Building a database to handle PhD interview tracking using MySQL and noco-db

So, as folx probably know, I’m currently during a PhD at the Australian National University’s School of Cybernetics, investigating voice data practices and what we might be able to do to change them to have less biased voice data, and less biased voice technology products. If you’d like to see some of the things I’ve been working on, you can check out my portfolio. Two of my research methods are related to interviews; the first tranche being shorter exploratory interviews and the second being in-depth interviews with machine learning practitioners.

Because there are many stages to interviews – identifying participants, approaching them for interviews, obtaining consent, scheduling, transcription and coding – I needed a way to manage the pipeline. My PhD cohort colleagues use a combination of AirTable and Notion, but I wanted an opensource alternative (surprise!).
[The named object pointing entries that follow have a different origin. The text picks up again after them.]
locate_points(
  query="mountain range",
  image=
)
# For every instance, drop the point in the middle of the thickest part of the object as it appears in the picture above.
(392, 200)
Identifying alternatives and choosing one to use

I did a scan of what alternatives were available simply by searching for “open source alternative to AirTable”. Some of the options I considered but discarded were:

  • BaseRow: While this is open source, and built in widely adopted frameworks such as Django and Vue.js, and available in Docker and Heroku deploys, the commercial framing behind the product is very much open core. That is, there are a lot of features that are only available in the paid / premium version. I’ve worked with open core offerings before, and I’ve found that the most useful features are usually those that are behind the paywall.
  • AppFlowy: While this looked really impressive, and the community behind it looked strong, the use of Flutter and Rust put me off – I’m not as familiar with either of them compared to Vue.js or Django. I also found the documentation really confusing – for example, to install the Linux version it said to “use the official package”, but it didn’t give the name of the official package. Not helpful. On this basis I ruled out AppFlowy.
  • DBeaver: This tool is more aimed at people who have to work with multiple databases; it provides a using GUI over the top of the database, but is not designed to be a competitor to Notion or AirTable. I wanted something more graphically-focused, and with multiple layout styles (grid, card etc).
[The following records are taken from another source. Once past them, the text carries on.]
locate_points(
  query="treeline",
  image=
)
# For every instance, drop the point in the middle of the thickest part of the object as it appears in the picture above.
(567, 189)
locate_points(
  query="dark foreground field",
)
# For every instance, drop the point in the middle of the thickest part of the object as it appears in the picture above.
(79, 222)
This left me with NoCoDB. I kicked the tyres a bit by looking at the GitHub code, and read through the documentation to get a feel for whether it was well constructed; it was. Importantly, I was able to install it on my localhost; my ethics protocol for my research method prevented it being hosted on a cloud platform.

Installation

Installation was a breeze. I set up a database in MySQL (also running locally), then git clone‘d the repo, and used npm to install the software:

git clone https://github.com/nocodb/nocodb-seed
cd nocodb-seed
npm install
npm start

nocodb uses node.js’s httpd server, and starts the application by default on port 80, so to start using it, you simply go to: http://localhost:8080/. One slightly frustrating thing is that it does require an email address and password to log in. nocodb is a commercial company – they’ve recently done a raised and are hiring – and I suspect this is part of their telemetry, even for self-hosted solutions. I run Pihole as my DNS server, and I don’t see any telemetry from nocodb in my block list, however.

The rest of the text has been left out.